僕らはいつになったら立派な大人になれるんだろうか〜『父として考える』

東浩紀宮台真司の対談集『父として考える』を読んだ。以下ネタバレ。

父として考える (生活人新書)

父として考える (生活人新書)

「父として考え」ているのは第一章だけで、後半はほとんどが「若者論」だったり「社会論」だったりおなじみの持論。終盤で両名が自虐的に振り返っていた通り、「父として」という意識が弱さが特徴的な二人かもしれない。あえて言えば「父になって考える」という感じか。

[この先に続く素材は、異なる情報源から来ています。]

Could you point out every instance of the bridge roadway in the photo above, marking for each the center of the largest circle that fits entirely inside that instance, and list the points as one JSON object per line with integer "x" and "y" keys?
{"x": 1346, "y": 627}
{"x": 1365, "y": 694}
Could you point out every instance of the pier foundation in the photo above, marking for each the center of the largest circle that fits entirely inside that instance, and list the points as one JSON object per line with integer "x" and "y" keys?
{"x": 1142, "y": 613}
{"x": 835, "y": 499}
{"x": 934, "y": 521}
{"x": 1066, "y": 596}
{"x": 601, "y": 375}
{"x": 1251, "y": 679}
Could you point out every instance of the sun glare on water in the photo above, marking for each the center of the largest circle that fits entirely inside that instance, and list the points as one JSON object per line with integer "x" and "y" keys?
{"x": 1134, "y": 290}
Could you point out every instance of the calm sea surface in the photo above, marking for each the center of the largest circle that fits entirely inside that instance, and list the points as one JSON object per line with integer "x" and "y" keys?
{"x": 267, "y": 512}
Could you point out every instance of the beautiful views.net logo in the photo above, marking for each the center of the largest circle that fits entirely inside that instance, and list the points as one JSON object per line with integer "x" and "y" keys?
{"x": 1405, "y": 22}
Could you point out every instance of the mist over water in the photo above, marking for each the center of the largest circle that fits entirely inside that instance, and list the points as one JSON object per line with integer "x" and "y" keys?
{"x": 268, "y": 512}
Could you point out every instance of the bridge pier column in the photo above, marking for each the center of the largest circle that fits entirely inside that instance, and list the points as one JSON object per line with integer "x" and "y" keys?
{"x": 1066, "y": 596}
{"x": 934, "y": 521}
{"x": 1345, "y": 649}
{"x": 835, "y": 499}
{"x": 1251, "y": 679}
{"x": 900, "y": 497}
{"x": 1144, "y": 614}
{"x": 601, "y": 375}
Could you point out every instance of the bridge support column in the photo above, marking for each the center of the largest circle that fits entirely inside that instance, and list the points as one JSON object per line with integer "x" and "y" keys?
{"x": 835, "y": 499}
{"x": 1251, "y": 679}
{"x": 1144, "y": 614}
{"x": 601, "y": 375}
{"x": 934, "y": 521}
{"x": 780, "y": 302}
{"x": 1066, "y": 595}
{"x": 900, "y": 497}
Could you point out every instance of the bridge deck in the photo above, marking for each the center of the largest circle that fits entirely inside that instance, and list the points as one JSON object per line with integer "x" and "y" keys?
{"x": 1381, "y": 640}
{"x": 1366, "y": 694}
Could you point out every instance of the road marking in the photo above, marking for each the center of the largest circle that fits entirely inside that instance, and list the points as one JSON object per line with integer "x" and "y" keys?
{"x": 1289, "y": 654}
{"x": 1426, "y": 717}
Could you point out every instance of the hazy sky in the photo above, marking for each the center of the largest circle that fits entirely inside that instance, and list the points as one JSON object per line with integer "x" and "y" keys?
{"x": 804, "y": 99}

宮台は「自分ができなくても、できる人に頼む」ことが重要だという。ソーシャルスキルというか、コミュニケーション能力。ああ、これは耳が痛いな。
一方、東はこうした宮台の主張に同意している様子はない。むしろ、住民ネットワークに根付くことを重要性を実感をもって説いている。

東:娘はいま保育園ですが、あと二、三年もすると小学校の選択という大きな問題に直面します。そこで周囲を見回してみると、うちの近所の場合、マンションの隣人も保育園の友だちも多くは近くの公立小学校に行くらしい。
そしてここで重要なのは、小学校の質云々以前に、まずはうちの娘にとってその人間関係自体が大きな財産だということです。私立への進学を選択することは、その多くを捨てることを意味する。それは彼女にとって大きなコストです。ではそれだけのベネフィットはあるのか。大人の、というか僕のような都市住民の観点からは、人間関係も流動的なものに見えてしまう。けれども子どもにとっては、それはすべてかけがえがない一回限りの経験です。したがって変化や移動のコストがきわめて高い。世界に対するモードがまったくちがっている。

いつものことだが、東の言うことに共感を持った。まあ、軽い読み物としても面白い一冊。僕らが「父として考える」なんて立派な大人になれるのはいつのことだろう、なんて考えながら。